Cara Wudhu misalnya, ada sejumlah perbedaan. Demikian juga Qunut pada saat Salat Subuh dan lain-lain.
“Jadi intinya membentuk umat Islam yang memiliki wawasan luas. Jadi tidak akan lagi mengkafirkan kelompok lain,” terang Asep Sofwatullah.
Asep mencontohkan sebelumnya antara orang NU dan Muhammadiyah sering terlibat dalam perdebatan yang tidak ada ujungnya terkait pemahaman yang berbeda. Namun belakangan, antar anggota kedua organisasi Islam terbesar Indonesia tersebut jarang muncul perdebatan yang berlarut-larut.
“Ini karena orang Muhammadiyah mempelajari NU, demikian pula orang NU mempelajari Muhammadiyah.
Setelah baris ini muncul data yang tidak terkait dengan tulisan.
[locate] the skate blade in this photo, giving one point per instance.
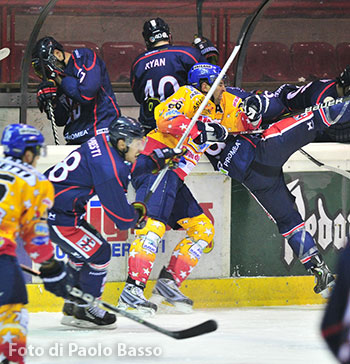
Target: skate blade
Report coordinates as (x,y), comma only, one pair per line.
(82,324)
(67,320)
(326,293)
(141,312)
(165,306)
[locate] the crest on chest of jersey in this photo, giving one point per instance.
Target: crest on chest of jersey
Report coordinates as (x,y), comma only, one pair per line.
(16,138)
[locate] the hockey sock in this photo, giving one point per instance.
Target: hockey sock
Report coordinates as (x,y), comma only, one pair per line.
(13,332)
(144,249)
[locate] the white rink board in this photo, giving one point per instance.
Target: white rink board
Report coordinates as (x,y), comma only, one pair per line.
(213,189)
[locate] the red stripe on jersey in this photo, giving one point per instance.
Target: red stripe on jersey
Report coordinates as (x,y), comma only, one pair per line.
(324,117)
(284,125)
(244,137)
(165,51)
(95,117)
(321,94)
(87,98)
(65,190)
(112,160)
(93,63)
(118,217)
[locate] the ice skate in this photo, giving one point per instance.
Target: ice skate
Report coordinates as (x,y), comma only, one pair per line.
(166,290)
(68,315)
(324,279)
(132,297)
(92,317)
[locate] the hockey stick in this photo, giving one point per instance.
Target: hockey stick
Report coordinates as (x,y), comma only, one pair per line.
(199,6)
(203,328)
(228,63)
(4,52)
(51,115)
(27,57)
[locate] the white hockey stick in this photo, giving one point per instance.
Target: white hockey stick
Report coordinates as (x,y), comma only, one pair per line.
(4,52)
(195,118)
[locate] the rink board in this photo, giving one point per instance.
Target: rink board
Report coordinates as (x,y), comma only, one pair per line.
(209,293)
(246,244)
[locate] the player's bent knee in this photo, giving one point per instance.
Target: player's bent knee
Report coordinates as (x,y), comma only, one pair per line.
(198,228)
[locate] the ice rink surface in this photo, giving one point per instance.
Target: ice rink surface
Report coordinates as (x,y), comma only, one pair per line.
(266,335)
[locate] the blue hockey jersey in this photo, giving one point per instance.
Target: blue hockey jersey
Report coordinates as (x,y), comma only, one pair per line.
(86,103)
(95,168)
(290,98)
(157,74)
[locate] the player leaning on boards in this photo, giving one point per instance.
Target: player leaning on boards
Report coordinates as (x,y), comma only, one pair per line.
(172,203)
(101,167)
(161,70)
(26,195)
(256,161)
(78,87)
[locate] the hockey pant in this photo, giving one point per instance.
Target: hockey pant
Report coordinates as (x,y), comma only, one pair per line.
(185,256)
(89,255)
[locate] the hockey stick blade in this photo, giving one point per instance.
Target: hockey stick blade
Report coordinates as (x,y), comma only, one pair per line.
(4,52)
(201,329)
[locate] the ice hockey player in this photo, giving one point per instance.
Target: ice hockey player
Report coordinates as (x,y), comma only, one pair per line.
(161,70)
(336,320)
(256,161)
(26,195)
(78,86)
(173,203)
(101,167)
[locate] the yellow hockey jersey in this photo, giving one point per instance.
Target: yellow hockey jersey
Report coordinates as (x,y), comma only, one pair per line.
(25,197)
(186,102)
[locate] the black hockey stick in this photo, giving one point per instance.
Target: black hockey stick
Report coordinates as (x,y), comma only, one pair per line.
(199,6)
(250,21)
(27,58)
(203,328)
(324,105)
(50,112)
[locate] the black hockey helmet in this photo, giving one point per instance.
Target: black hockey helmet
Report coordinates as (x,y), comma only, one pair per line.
(155,30)
(43,55)
(125,128)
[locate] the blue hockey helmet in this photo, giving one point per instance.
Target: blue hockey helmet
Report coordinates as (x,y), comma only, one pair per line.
(203,72)
(125,128)
(43,55)
(155,30)
(16,138)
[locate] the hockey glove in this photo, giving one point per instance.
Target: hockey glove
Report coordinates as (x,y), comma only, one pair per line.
(253,108)
(344,80)
(55,278)
(210,132)
(47,91)
(170,156)
(207,48)
(141,209)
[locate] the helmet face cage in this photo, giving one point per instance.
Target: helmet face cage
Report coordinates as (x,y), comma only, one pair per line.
(155,30)
(203,72)
(125,128)
(17,138)
(43,54)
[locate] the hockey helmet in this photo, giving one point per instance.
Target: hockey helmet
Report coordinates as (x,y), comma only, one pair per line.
(43,56)
(203,72)
(16,138)
(155,30)
(125,128)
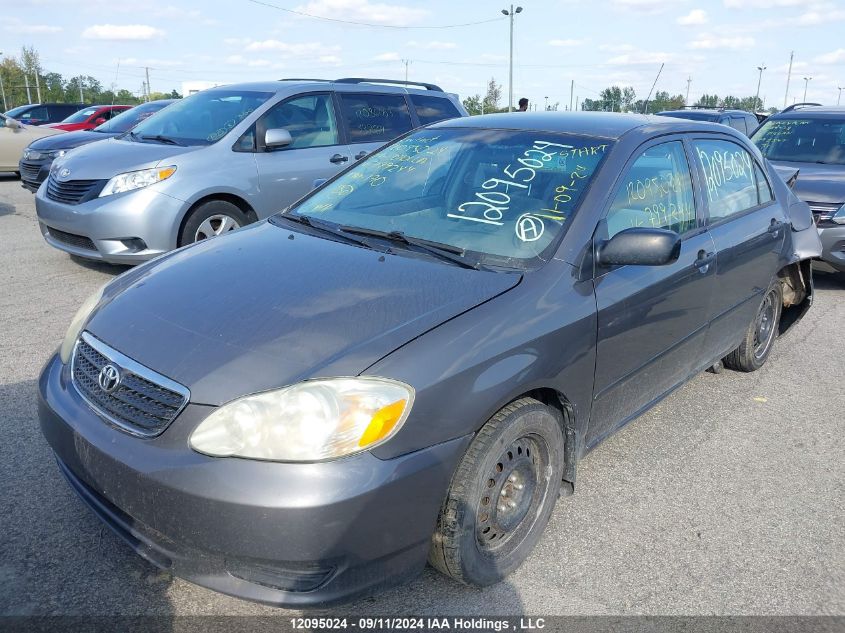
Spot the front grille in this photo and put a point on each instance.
(79, 241)
(144, 402)
(823, 212)
(30, 171)
(73, 191)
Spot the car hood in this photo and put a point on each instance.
(101, 161)
(816, 183)
(266, 307)
(70, 140)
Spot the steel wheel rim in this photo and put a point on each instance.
(764, 329)
(512, 490)
(215, 225)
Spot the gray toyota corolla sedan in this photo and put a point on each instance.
(407, 364)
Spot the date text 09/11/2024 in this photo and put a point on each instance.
(419, 623)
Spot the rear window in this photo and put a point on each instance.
(371, 118)
(803, 140)
(433, 109)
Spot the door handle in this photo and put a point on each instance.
(774, 228)
(704, 260)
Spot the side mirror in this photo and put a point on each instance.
(640, 247)
(277, 137)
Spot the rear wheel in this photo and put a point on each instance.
(210, 219)
(501, 495)
(761, 333)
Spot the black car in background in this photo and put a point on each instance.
(35, 163)
(807, 143)
(42, 113)
(745, 122)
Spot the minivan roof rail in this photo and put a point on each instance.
(362, 80)
(795, 106)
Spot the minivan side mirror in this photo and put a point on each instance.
(640, 246)
(277, 137)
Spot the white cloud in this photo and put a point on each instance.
(363, 11)
(707, 41)
(694, 17)
(834, 57)
(122, 32)
(433, 45)
(566, 43)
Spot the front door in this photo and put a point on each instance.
(652, 320)
(316, 153)
(748, 227)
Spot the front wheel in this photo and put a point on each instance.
(501, 496)
(210, 219)
(761, 333)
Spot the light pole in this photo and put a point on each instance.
(761, 68)
(511, 13)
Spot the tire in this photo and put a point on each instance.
(210, 219)
(501, 495)
(761, 333)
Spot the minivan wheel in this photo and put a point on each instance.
(211, 219)
(501, 496)
(761, 333)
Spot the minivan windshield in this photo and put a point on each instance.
(127, 120)
(504, 195)
(817, 140)
(201, 119)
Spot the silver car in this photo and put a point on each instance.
(221, 159)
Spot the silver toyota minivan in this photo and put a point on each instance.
(223, 158)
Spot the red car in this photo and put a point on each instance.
(88, 118)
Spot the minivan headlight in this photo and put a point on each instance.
(78, 323)
(132, 180)
(314, 420)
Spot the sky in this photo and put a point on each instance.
(718, 44)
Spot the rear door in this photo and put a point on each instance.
(652, 320)
(748, 227)
(373, 119)
(316, 153)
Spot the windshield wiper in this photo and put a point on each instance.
(447, 252)
(162, 139)
(325, 227)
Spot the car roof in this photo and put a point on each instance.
(610, 125)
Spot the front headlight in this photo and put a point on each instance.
(311, 421)
(137, 179)
(78, 323)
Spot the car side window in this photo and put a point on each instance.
(433, 109)
(371, 118)
(310, 119)
(729, 177)
(656, 192)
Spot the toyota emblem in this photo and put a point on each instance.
(109, 378)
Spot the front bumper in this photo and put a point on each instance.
(281, 534)
(833, 246)
(126, 228)
(34, 172)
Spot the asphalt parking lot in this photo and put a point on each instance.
(727, 498)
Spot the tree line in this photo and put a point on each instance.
(23, 78)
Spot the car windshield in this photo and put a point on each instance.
(201, 119)
(803, 140)
(504, 195)
(81, 116)
(125, 121)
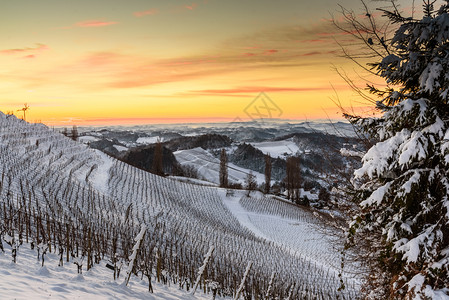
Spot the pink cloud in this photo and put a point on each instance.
(270, 51)
(94, 23)
(38, 48)
(258, 89)
(149, 12)
(191, 6)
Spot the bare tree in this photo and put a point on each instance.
(157, 167)
(24, 109)
(223, 168)
(74, 134)
(267, 173)
(250, 182)
(293, 179)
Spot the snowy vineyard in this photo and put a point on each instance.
(85, 206)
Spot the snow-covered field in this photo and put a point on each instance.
(208, 166)
(99, 203)
(27, 280)
(280, 149)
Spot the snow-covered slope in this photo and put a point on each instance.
(208, 166)
(280, 149)
(92, 205)
(27, 279)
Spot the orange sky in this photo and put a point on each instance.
(141, 61)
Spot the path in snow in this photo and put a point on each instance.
(100, 176)
(27, 280)
(233, 204)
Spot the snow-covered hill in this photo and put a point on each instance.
(208, 166)
(86, 204)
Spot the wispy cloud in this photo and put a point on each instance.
(257, 89)
(38, 48)
(148, 12)
(191, 6)
(95, 23)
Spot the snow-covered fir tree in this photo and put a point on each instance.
(403, 185)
Jadi akhirnya saling toleran,” terang lulusan Universitas Al Azhar, Mesir.
Mengenai Khilafatul Muslimin, Asep Sofwatullah menilai banyak pihak yang menyalahgunakan untuk kepentingan orang tertentu untuk berkuasa.
“Terus siapa yang menjadi khalifah, nanti akan perang terus tak henti berebut menjadi khalifah,” tutur Asep Sofwatullah.
Menurut Asep Sofwatullah, khalifah adalah pemimpin dan Indonesia sudah ada pemimpin yaitu presiden. Dan pemilihan presiden sudah ada mekanisme tertentu yang baku dan diterima semua pihak sehingga tak terjadi perang.
“Khalifah dalam bahasa bahasa Indonesia adalah pemimpin. Indonesia sudah punya pemimpin yaitu Presiden,” terang Ketua Alumni Al Azhar wilayah Banten tersebut.